Il caso Kerenes di
Calin Netzer
Mentre il cinema italiano
continua a proporre poco o nulla di nuovo, ci sono delle cinematografie quasi sconosciute,
o di nazioni considerate marginali che dimostrano invece una straordinaria vitalità.
E’ il caso della Romania, il cui esponente di punta è il Cristian Mungiu, di “4 mesi, 3 settimane, 2 giorni”, Palma
d’Oro al festival di Cannes 2007, e del recente “Oltre le colline”, anche questo pluripremiato a Cannes 2012. Che non si tratti di un caso isolato, ma di
una vera e propria scuola, è dimostrato dall’Orso d’Oro di Berlino 2013,
assegnato a “Il caso Kerenes” di
Calin Netzer, anche lui romeno.
“Il caso Kerenes” è un film che si può leggere su due livelli
diversi, facilmente comprensibili e strettamente connessi tra loro. Il primo
livello è quello del rapporto tra una madre possessiva, la sessantenne
Cornelia, e Barbu, il figlio ormai trentaquattrenne. Questi non sopporta più le
ingerenze della madre nei suoi affari, ma continua a comportarsi da eterno
adolescente viziato, incapace di dare un senso alla propria vita. Caparbiamente,
cerca di sottrarsi al controllo ossessivo della madre, ma finisce sempre col
mettersi nei guai. Con la sua auto sportiva, ingaggia una gara con un altro
automobilista e investe un bambino che stava attraversando la strada. Toccherà
alla madre accorrere ancora una volta in suo aiuto e fare tutto il possibile
per salvarlo dalla prigione, ricorrendo anche alla corruzione e ai favori che
vengono dall’alto.
Il secondo livello, quello più
interessante, è il ritratto di una società, quella romena, delineato dal film.
Cornelia e il figlio, infatti, appartengono alla classe dei nuovi ricchi, che
si è formata in Romania dopo la caduta del regime di Ceausescu. Il regista,
Calin Netzer, conosce bene questo ambiente, visto che proviene da una famiglia
fuggita in Germania ai tempi del regime e tornata in Romania dopo la sua
caduta. Si tratta spesso degli stessi che gestivano il potere anche prima, che
ora possono esibire senza più finzioni le ricchezze e l’egemonia che si sono
conquistati, un’ostentazione fin troppo smaccata di beni e modi di vita
provenienti dall’occidente.

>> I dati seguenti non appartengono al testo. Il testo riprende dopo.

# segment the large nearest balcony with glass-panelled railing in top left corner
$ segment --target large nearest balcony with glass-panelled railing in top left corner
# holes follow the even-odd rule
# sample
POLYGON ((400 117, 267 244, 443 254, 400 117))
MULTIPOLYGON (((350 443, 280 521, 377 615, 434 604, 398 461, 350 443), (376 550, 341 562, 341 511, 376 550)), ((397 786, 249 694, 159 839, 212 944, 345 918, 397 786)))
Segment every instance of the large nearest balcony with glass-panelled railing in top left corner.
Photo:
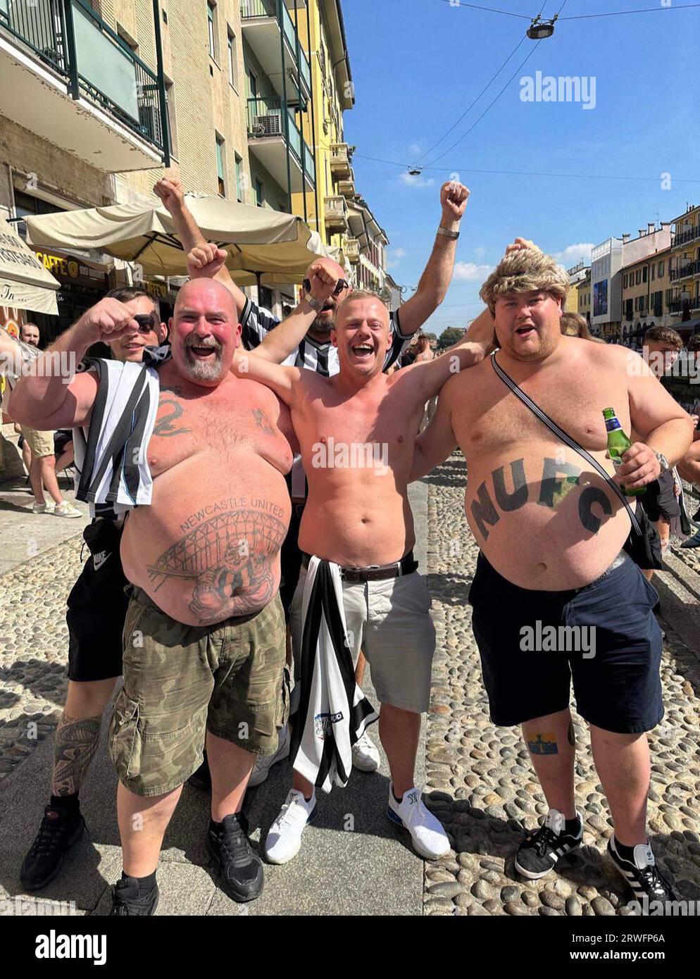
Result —
POLYGON ((0 114, 108 173, 160 166, 163 76, 83 0, 0 0, 0 114))

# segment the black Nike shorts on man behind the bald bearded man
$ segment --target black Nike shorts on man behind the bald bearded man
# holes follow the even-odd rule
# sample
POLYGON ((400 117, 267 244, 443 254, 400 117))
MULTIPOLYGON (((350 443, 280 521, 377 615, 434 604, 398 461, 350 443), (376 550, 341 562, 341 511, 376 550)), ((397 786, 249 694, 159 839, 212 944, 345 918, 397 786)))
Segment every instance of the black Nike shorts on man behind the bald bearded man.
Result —
POLYGON ((68 599, 69 679, 121 676, 128 582, 121 570, 120 536, 110 520, 95 520, 83 531, 91 553, 68 599))

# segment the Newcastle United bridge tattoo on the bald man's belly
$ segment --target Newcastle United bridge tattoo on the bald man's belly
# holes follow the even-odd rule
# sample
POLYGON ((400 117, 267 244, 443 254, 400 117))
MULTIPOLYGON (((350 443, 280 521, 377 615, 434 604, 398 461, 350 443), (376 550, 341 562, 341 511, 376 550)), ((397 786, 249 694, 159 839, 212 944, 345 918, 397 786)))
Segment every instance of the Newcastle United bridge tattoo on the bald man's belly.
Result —
POLYGON ((203 625, 255 612, 274 595, 272 561, 286 534, 271 513, 219 514, 163 551, 149 577, 156 591, 167 579, 194 579, 188 607, 203 625))

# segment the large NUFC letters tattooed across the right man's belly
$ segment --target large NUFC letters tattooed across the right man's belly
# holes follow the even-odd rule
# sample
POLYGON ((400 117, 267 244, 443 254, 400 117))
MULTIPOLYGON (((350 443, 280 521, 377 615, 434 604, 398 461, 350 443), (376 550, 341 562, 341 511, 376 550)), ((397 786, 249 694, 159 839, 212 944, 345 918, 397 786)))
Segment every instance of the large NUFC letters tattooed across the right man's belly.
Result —
MULTIPOLYGON (((488 527, 494 527, 500 520, 499 510, 503 513, 512 513, 525 506, 530 498, 530 489, 525 477, 525 459, 513 459, 509 466, 512 490, 506 488, 505 467, 498 466, 490 474, 493 495, 491 496, 489 487, 484 482, 477 489, 476 497, 471 502, 472 519, 485 540, 489 539, 488 527)), ((579 466, 571 462, 545 457, 542 462, 537 504, 552 510, 556 509, 568 493, 580 485, 581 473, 579 466)), ((597 534, 602 524, 601 517, 593 513, 594 505, 600 507, 603 516, 612 516, 613 506, 607 493, 599 487, 584 487, 579 496, 578 513, 583 528, 591 534, 597 534)))

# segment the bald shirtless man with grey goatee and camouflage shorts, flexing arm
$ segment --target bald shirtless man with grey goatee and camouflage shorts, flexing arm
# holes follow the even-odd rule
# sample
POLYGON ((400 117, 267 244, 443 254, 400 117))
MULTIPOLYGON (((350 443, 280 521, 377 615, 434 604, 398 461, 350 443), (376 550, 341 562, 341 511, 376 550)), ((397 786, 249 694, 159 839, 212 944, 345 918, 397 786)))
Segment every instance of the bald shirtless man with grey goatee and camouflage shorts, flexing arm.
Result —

Come se avessero paura che la festa possa finire presto e volessero approfittarne
finché dura. Paura che li costringe a vivere rinchiusi nella cerchia dei loro
simili, isolati da tutto il resto, per impedire a chi ne è escluso di
condividere un benessere che sono decisi a difendere a denti stretti.
Ma ecco che l’evento inatteso
mette in crisi tutto questo. Il bambino investito, infatti, appartiene a una
famiglia di contadini, che, quando Cornelia accorre sul luogo dell’incidente,
la accoglie con una rabbia cupa e ostile. All’inizio, lei non vuole aver nulla
a che fare con loro e tenta di salvare il figlio con ogni mezzo, lecito o no.
Tutti i suoi espedienti, però, si rivelano inutili e capisce che non potrà fare
a meno di incontrare la famiglia del bambino ucciso. Così, con il figlio e la
compagna di questo, a bordo della sua BMW, si reca in uno sperduto paese le cui
strade sono invase dal fango, alla ricerca della casa del bambino. Una volta
lì, il figlio si rifiuterà nuovamente di assumersi le proprie responsabilità e
toccherà alle due donne entrare, per incontrare una povertà estrema ma
dignitosa, che non chiede aiuti o compassione, ma solamente un riconoscimento
del proprio esserci, dei propri diritti , in primo luogo quello di esprimere il
dolore.
Ma tra le due parti non sembra esistere
una possibilità di incontro, ognuno appare chiuso in se stesso. Sarà il figlio,
inaspettatamente, al momento di ripartire, a scendere finalmente dall’auto per
parlare con il padre del bambino e stringergli la mano. Un gesto altamente
simbolico, una concreta indicazione di
speranza nel futuro.
Spicca, nella colonna sonora,
l’utilizzo di “Meravigliosa Creatura”,
la canzone di Gianna Nannini. Il
nostro paese come oggetto di desiderio, idealizzato, pronto a trasformarsi in
una grossa delusione per molti che ci sono arrivati, animati da improbabili attese.